Ted Cruz has decided that the FDA moves too slowly and proposes that if the FDA can't approve a drug fast enough, that Congress should step in and make the decision.
"The presidential aspirant from Texas, along with fellow Republican Senator Mike Lee of Utah, recently introduced a bill called the RESULT Act that would drastically overhaul the process for approving drugs and medical devices.
Under the proposed law, the FDA would have to approve “life-saving” products for which is there an unmet medical need if those drugs or devices have already been endorsed in “trusted, developed countries,” including European Union member states, Canada, Israel, Australia, and Japan. The agency would have only 30 days to make a decision. And Congress could override an FDA rejection with a majority vote."
What do politicians know about safety and efficacy of medications? Nothing. And just because a drug has been approved for use overseas, doesn't mean it should automatically be approved here.
"If the bill becomes law, Americans will likely find themselves treated with medical products that were approved with varying, and quite possibly, lower standards elsewhere. In effect, his legislation stands to jeopardize — not improve — public health."

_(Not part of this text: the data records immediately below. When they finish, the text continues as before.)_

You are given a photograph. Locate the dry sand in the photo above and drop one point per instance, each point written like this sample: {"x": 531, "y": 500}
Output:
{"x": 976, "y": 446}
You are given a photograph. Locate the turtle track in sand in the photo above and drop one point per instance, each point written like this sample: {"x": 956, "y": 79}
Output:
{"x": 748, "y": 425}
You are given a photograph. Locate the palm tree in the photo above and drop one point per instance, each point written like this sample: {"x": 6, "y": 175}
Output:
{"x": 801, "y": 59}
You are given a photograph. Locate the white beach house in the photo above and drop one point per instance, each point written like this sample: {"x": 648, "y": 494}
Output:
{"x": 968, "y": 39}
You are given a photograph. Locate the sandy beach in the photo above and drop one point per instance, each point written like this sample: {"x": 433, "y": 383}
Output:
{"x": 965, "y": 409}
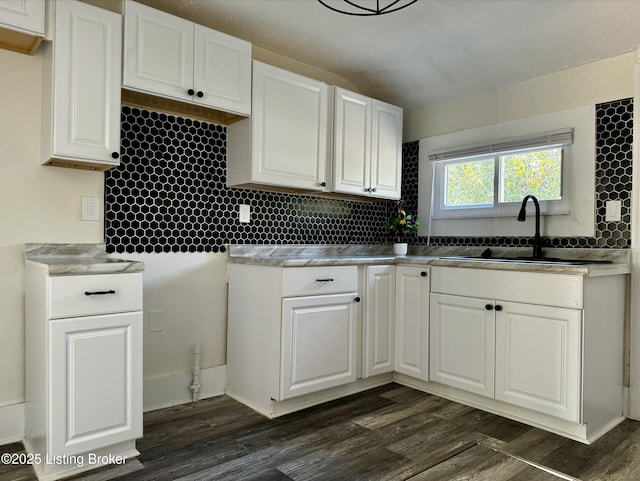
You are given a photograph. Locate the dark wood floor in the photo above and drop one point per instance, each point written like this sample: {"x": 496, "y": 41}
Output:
{"x": 392, "y": 433}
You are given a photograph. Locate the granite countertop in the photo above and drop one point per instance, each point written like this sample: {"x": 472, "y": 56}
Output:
{"x": 314, "y": 255}
{"x": 78, "y": 259}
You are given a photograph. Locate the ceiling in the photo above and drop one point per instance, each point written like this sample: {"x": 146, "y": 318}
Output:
{"x": 432, "y": 50}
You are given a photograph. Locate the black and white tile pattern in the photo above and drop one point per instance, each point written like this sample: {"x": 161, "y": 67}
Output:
{"x": 169, "y": 194}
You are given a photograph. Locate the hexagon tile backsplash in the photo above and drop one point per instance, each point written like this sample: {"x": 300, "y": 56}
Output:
{"x": 169, "y": 194}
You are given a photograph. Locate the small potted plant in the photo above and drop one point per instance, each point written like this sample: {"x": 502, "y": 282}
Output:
{"x": 400, "y": 225}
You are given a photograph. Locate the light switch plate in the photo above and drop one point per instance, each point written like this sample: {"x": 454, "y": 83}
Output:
{"x": 91, "y": 208}
{"x": 613, "y": 211}
{"x": 244, "y": 213}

I agree with the principle here that the FDA moves slowly. But it is to our benefit that they do not rush to make decisions on drugs that could kill or cure you. We don't want decisions made fast. We want decisions made correctly, not politically or financially.
"To be sure, the FDA review process is not perfect. What is? But the agency is still considered the gold standard by which other regulators are measured. Rubberstamping an approval that was made in, say, Japan or Romania may speed access, but may not always ensure a medicine is safe or effective. Americans may want to ask themselves if they want to rely on regulators in other countries."
If the FDA moves too slowly, perhaps they should read more funding so they can have more staff and make decisions faster.
"Another problem with the bill is that the FDA would likely be hard-pressed to make decisions in 30 days. Given its workload, the agency would need more money to meet such a goal. Right now, companies pay fees to help cover review costs. Would industry pay higher fees? Would Congress appropriate more funds to cover shortfalls? Is it realistic to think an FDA review can be comprehensive that quickly?"
Think about it this way. We would then be putting our faith in drug approvals systems which are completely beyond our control. Congress would simply being agreeing with a process of which they know nothing.
"Perhaps the most troubling provision in the legislation is the notion that Congress should be permitted to override any FDA decision not to approve a product. Such a move would politicize the review process, especially as more patients and their families clamor for new treatments.
“You can just imagine the first time that Congress overrides an FDA decision and there are bodies in the street because of it,” said Robert Pollock, a former senior FDA official, who is now a senior advisor at Lachman Consultants. “It simply doesn’t make sense. Congress is not trained to do that work.”"
Okay, I'm done complaining on this, for now.